É muito importante não descreditar esse tipo de estupro entre conhecidos como menos grave do que outros – como já fizeram figuras famosas, como o biólogo Richard Dawkins. Ser obrigada a fazer sexo à força, mesmo que seja com um conhecido, é traumático e traz consequências para o resto da vida afetiva e sexual da vítima.

Pesquisas também mostram que há um comportamento predatório entre os universitários acusados de violência sexual. De acordo com David Lisak, psicólogo da Universidade de Duke e um dos maiores especialistas em violência sexual entre conhecidos, apenas uma pequena minoria de rapazes é responsável pela vasta maioria de ocorrências de estupro entre universitários – entre 90% e 95% dos casos são cometidos por alguém que já estuprou antes. E esses rapazes cometem os atos repetida e conscientemente.
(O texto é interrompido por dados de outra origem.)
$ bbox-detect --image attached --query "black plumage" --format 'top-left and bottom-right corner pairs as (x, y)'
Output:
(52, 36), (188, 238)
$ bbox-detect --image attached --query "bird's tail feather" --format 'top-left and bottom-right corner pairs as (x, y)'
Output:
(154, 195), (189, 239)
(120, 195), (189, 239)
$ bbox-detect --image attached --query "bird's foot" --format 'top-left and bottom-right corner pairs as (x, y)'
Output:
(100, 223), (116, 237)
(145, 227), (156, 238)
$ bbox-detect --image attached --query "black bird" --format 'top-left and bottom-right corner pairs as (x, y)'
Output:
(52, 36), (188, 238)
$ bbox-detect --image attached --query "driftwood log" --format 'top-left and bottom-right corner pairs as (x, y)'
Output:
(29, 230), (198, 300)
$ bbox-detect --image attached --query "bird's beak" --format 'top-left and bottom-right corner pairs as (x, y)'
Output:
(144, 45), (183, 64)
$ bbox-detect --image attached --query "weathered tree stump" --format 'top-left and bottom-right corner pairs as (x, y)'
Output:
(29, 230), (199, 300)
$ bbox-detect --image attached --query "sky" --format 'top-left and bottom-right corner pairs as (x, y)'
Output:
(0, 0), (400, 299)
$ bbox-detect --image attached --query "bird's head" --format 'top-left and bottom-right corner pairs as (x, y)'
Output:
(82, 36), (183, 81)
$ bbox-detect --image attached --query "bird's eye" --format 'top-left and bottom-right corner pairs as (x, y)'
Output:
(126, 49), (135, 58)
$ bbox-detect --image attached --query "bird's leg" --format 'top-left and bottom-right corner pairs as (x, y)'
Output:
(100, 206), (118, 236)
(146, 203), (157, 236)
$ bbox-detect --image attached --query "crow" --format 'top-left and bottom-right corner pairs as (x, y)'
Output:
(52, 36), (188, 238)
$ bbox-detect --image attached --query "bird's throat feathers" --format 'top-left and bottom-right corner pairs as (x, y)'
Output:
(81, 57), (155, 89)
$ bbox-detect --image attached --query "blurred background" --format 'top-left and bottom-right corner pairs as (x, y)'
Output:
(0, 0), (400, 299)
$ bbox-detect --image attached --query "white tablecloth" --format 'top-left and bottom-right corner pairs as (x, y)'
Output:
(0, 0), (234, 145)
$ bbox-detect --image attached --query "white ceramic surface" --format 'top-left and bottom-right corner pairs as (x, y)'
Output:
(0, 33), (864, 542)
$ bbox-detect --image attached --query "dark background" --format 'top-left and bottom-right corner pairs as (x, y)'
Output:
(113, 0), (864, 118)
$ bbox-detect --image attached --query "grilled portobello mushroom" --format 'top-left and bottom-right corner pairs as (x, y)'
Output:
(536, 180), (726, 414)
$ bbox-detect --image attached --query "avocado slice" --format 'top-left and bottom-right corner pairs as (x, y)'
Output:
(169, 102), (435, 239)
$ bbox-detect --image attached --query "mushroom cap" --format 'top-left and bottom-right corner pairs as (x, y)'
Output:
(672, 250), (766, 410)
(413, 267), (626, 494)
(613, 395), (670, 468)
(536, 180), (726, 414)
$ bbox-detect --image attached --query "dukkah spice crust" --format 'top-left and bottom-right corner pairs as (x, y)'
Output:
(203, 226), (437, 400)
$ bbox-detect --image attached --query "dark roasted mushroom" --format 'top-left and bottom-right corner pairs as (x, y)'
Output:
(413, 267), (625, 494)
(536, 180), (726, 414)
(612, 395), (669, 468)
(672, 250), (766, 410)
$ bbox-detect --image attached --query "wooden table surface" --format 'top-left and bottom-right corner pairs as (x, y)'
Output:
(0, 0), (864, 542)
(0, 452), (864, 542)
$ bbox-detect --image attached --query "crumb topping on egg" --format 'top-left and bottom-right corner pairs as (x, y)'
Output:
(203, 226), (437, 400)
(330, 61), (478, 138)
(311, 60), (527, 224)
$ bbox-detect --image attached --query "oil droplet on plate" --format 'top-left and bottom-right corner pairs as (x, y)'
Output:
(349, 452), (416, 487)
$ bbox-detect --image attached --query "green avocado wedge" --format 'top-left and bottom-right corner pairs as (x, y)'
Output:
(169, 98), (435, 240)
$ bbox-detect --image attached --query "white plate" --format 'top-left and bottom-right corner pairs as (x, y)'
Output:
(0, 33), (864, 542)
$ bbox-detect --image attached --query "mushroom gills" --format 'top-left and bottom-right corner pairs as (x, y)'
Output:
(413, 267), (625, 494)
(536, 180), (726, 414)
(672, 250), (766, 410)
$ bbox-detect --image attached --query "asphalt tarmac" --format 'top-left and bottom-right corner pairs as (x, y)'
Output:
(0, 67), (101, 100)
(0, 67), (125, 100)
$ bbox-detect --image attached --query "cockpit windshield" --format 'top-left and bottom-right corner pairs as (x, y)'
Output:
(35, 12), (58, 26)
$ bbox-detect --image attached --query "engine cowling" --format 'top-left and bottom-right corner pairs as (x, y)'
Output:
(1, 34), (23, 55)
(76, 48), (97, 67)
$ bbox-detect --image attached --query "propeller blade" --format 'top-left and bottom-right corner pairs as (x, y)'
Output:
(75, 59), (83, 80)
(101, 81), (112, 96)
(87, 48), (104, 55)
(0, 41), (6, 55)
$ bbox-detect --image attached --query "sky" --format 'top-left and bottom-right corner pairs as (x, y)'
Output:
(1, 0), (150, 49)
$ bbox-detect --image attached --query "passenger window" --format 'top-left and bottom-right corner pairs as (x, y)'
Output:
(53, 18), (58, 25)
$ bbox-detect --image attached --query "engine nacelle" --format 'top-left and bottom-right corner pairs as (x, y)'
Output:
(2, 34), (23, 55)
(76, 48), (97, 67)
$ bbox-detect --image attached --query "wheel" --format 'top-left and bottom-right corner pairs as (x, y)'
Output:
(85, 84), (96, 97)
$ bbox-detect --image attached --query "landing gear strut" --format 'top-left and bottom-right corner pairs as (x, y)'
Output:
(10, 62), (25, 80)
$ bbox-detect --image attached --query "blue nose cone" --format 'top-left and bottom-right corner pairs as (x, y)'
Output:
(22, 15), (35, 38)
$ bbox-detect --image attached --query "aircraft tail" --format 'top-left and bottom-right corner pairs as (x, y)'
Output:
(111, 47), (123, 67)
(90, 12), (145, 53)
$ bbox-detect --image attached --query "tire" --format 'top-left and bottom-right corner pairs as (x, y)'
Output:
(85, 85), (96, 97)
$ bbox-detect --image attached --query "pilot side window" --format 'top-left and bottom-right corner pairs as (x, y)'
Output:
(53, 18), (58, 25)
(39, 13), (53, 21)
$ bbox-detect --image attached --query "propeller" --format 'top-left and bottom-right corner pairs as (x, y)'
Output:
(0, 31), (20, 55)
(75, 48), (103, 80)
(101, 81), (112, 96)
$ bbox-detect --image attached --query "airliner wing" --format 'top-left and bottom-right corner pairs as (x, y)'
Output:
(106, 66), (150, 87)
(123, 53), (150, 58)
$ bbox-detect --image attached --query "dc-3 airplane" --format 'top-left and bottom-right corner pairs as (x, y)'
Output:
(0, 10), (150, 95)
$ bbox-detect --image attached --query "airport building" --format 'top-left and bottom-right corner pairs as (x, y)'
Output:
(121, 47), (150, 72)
Lisak entrevistou dezenas de rapazes em universidades e pediu para que eles descrevessem como costumam seduzir as meninas, sempre tomando o cuidado de não chamá-los de estupradores.

O relato de um deles, que ele apelidou de Frank, é assustador: “A gente sempre fica de olho nas meninas mais gatas. As mais fáceis são as calouras porque elas não sabem beber ainda, aí a gente convida elas para a festa e serve qualquer bebida muito doce e cheia de álcool. Tem que ter talento pra isso, escolher as gatinhas já durante e semana e jogar o papo. Aí quando elas estiverem muito bêbadas, eu dou o bote. Levo prum quarto e tento tirar a roupa. Elas reagem, dizem que não querem, mas eu insisto e uma hora elas acabam capotando mesmo. Aí eu como elas.” Qualquer semelhança com conversas de vestiário não é coincidência.

O problema aí está, claro, no que se espera de um rapaz jovem. Muitos deles, ao forçar a barra ou fazer sexo com uma moça bêbada demais para saber o que está fazendo, não têm noção de que estão cometendo um crime grave e impondo um grande trauma às meninas. Instigados pela cultura (universitária e generalizada) de pegar o maior número de mulheres possível e não perder nenhuma chance de fazer sexo, acabam ignorando consentimentos não dados ou resistências. A solução está, é claro, em mudar essa cultura. Não cobrar de meninos que sejam pegadores. Nunca culpar uma menina pelo que aconteceu com ela. Entender que sexo só vale a pena quando os dois estão a fim. E que ‘não’ sempre – sempre, sempre – quer dizer “não”.